Regardless of the size and quality of the available historical data, the parameter predictions contain uncertainty due to noise and model limitations. By acknowledging this fact, the quality of scheduling solutions in a stochastic environment can be further improved by taking these uncertainties into account in the scheduling algorithm (e.g., by using stochastic programming (Birge and Louveaux, 2011)). Although the information of prediction uncertainty lies in any (extensive) historical data, this aspect of machine learning-aided job shop scheduling is rarely studied in the literature.

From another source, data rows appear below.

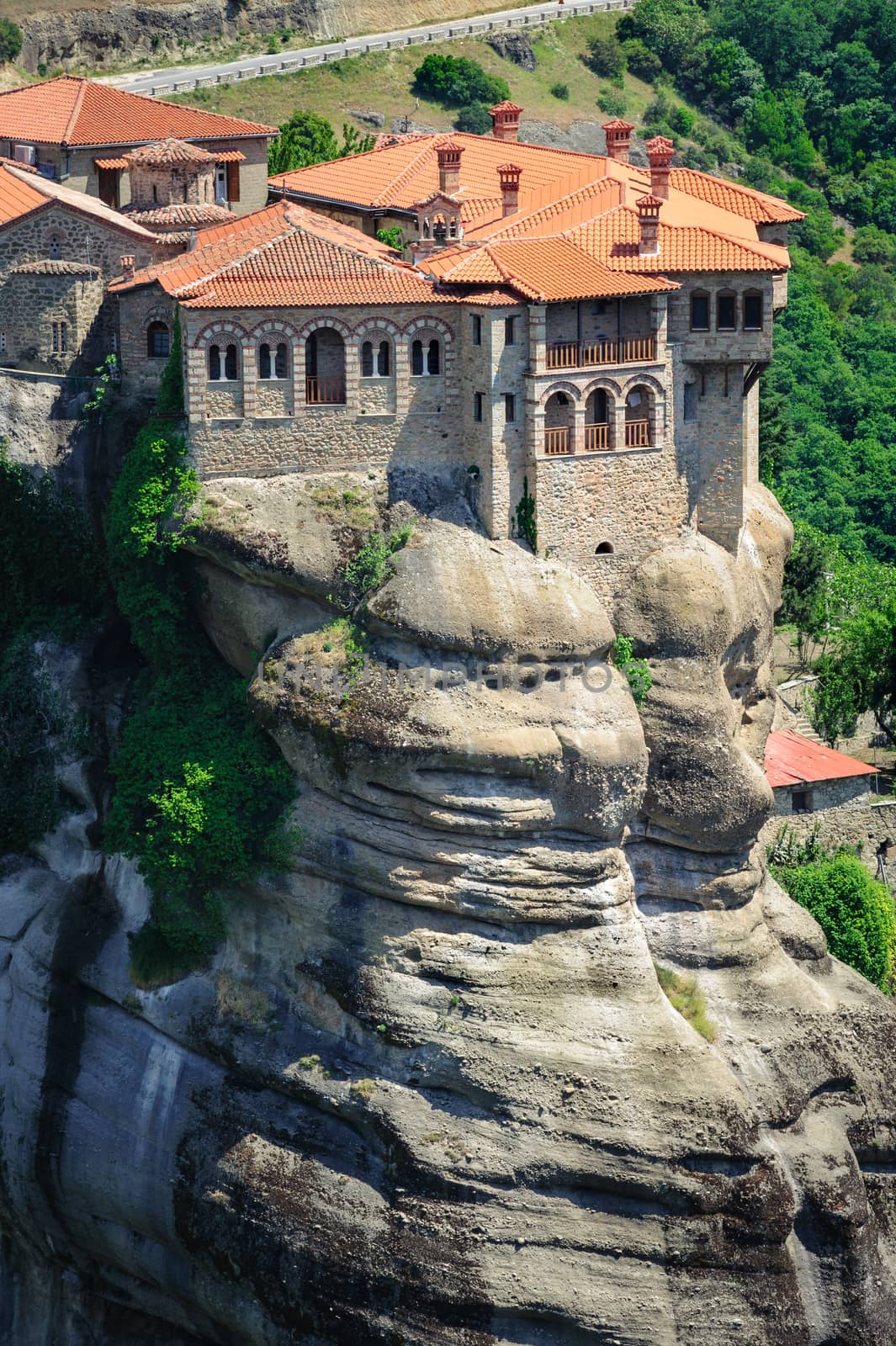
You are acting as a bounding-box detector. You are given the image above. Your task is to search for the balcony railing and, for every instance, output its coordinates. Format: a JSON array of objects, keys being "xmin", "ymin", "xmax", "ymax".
[
  {"xmin": 545, "ymin": 426, "xmax": 572, "ymax": 456},
  {"xmin": 305, "ymin": 374, "xmax": 346, "ymax": 406},
  {"xmin": 586, "ymin": 421, "xmax": 609, "ymax": 453},
  {"xmin": 548, "ymin": 336, "xmax": 656, "ymax": 368},
  {"xmin": 626, "ymin": 420, "xmax": 649, "ymax": 448}
]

Thus, in this work, we, first, use probabilistic machine learning algorithms to predict the scheduling parameters and their uncertainties from an industrial job shop scheduling dataset. For simplicity, we narrow the predicted scheduling parameters to be the job processing times. Second, we use stochastic programming to define a scheduling algorithm, which objective is to minimize the make span of a set of products in a dynamic scheduling environment. Finally, we benchmark our approach to traditional deterministic scheduling methods, for which the job processing times are predicted from the same historical data using linear regression models.

References:

Berral, J. L., Goiri, Í., Nou, R., Julià, F., Guitart, J., Gavaldà, R., & Torres, J. 2010. Towards energy-aware scheduling in data centers using machine learning. Proceedings of the 1st International Conference on energy-Efficient Computing and Networking, ACM, 215-224.

Birge, J. R., & Louveaux, F. 2011. Introduction to stochastic programming. Springer Science & Business Media.

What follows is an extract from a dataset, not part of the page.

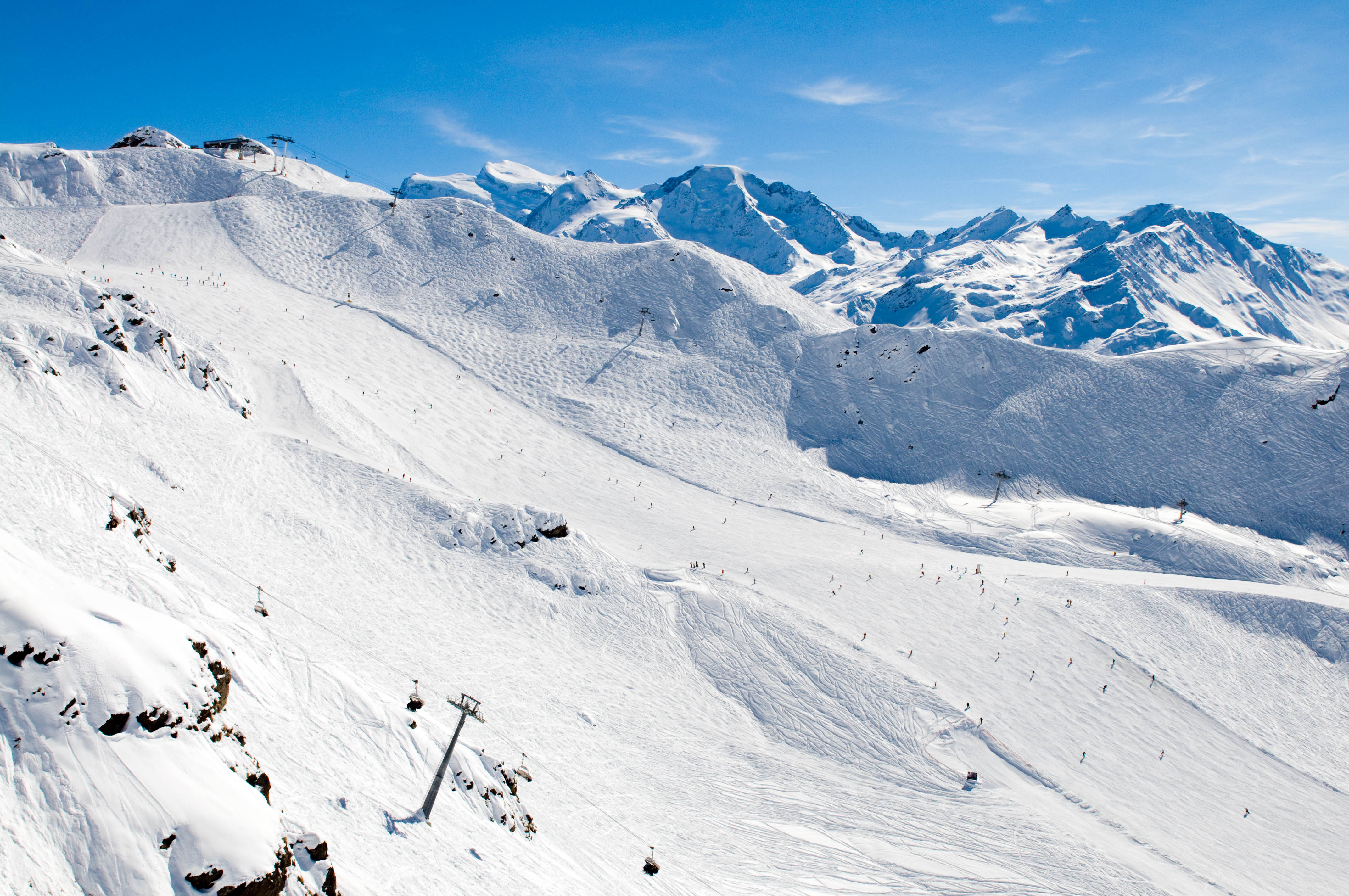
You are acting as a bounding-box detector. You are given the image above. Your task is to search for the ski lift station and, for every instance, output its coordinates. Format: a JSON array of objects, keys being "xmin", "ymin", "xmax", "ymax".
[{"xmin": 201, "ymin": 134, "xmax": 275, "ymax": 159}]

Gungor, V. C., & Hancke, G. P. 2009. Industrial wireless sensor networks: Challenges, design principles, and technical approaches. IEEE Transactions on industrial electronics, 56(10), 4258-4265.

Jiang, S. L., Liu, M., Lin, J. H., & Zhong, H. X. 2016. A prediction-based online soft scheduling algorithm for the real-world steelmaking-continuous casting production. Knowledge-Based Systems, 111, 159-172.

Li, X., & Olafsson, S. 2005. Discovering dispatching rules using data mining. Journal of Scheduling, 8(6), 515-527.

Mouelhi-Chibani, W., & Pierreval, H. 2010. Training a neural network to select dispatching rules in real time. Computers & Industrial Engineering, 58(2), 249-256.

Olafsson, S., & Li, X. 2010. Learning effective new single machine dispatching rules from optimal scheduling data. International Journal of Production Economics, 128(1), 118-126.

Priore, P., Gómez, A., Pino, R., & Rosillo, R. 2014. Dynamic scheduling of manufacturing systems using machine learning: An updated review. AI EDAM, 28(1), 83-97.